Quel giorno non lo dimenticherà mai. “Eravamo qui quando c’è stata la prima scossa. Io mi sono riparato sotto una delle macchine tessili, mia moglie e gli altri sono scappati fuori”. Il terremoto ha inflitto gravissimi danni a una zona densamente popolata da micro e piccole imprese, già in difficoltà per la crisi economica in atto: dalle parole di Pompeo emerge con estrema chiarezza la volontà di riprendersi al più presto possibile contando naturalmente sull’aiuto delle istituzioni, ma facendo affidamento soprattutto sulle proprie capacità imprenditoriali. Pompeo racconta però anche di chi ha chiuso: “non ce la faccio a ripartire”, gli ha detto un amico tessitore di Cavezzo. Il capannone dove ha sede la ditta, nella zona artigianale Autotrasportatori, non ha subito alcun danno nonostante sia stato costruito alla fine degli Anni ‘90 e quindi non abbia caratteristiche antisismiche, ma “abbiamo vissuto nell’incertezza di cosa si doveva fare relativamente alla sicurezza”. Il decreto, poi trasformato in legge, non ha dato certezze e Bruno Pompeo a luglio ha deciso di attivare la cassa integrazione per i due dipendenti. “Non mi sono potuto assumere la responsabilità per altre persone. Ho pensato alle conseguenze nel caso in cui fosse accaduto un incidente in ditta o sul tragitto da casa al lavoro. E ad assillarmi era sempre lo stesso pensiero: quella persona non si doveva trovare lì, non potendo lavorare in una struttura non a norma. Dopodiché io non me la sono sentita di far tornare i dipendenti dentro la ditta”. Oggi continua a lavorare nell’incertezza generale, senza sapere quale livello di sicurezza debba essere garantito, quali siano gli interventi provvisori da effettuare subito e cosa si debba fare invece nei prossimi quattro/otto anni.
“Il capannone è tutto imbullonato, non ha subito alcun danno, non abbiamo scaffali da controventare, né dobbiamo fare legature alle pareti o alle travi. Siamo in attesa di una mappatura che individui il grado di rischio nella nostra zona e il conseguente intervento di consolidamento da approntare. E’ nostra intenzione effettuare un intervento unico per garantire un livello di sicurezza pari al 60%”.
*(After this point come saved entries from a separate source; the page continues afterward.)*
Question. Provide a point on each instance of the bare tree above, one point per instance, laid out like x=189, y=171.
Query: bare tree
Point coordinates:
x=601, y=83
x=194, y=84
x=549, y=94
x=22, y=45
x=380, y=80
Nel frattempo Pompeo ha perso ordini “perché non ho più la gente che lavora”. Ma il suo pensiero è per quegli imprenditori che hanno subito danni indotti: “c’è chi non lavora da quattro mesi perché i locali in affitto dove aveva l’attività sono stati dichiarati inagibili e il proprietario non ha intenzione di metterci mano a breve investendo soldi per la messa in sicurezza”. Ma di quanti soldi stiamo parlando? “Di migliaia di euro che io ho già intenzione di tirar fuori dalle mie tasche, senza aspettare la certezza del finanziamento. Si tratta di un investimento che mi posso permettere. Dicono che ci verrà rimborsato l’80% attraverso contributi ma io avrei preferito sgravi fiscali e se lo Stato non ci sente, ci può sentire la Regione con l’esenzione dal pagamento dell’Irap. C’è chi sostiene – conclude Pompeo – che in tre anni torneremo come prima, ma per me questo rappresenterebbe una sconfitta perché avremmo perso tre anni. Fra tre anni dobbiamo poter contare su strutture in sicurezza all’interno delle quali lavorare di più e meglio a vantaggio del territorio e dello Stato, creando profitto e occupazione”.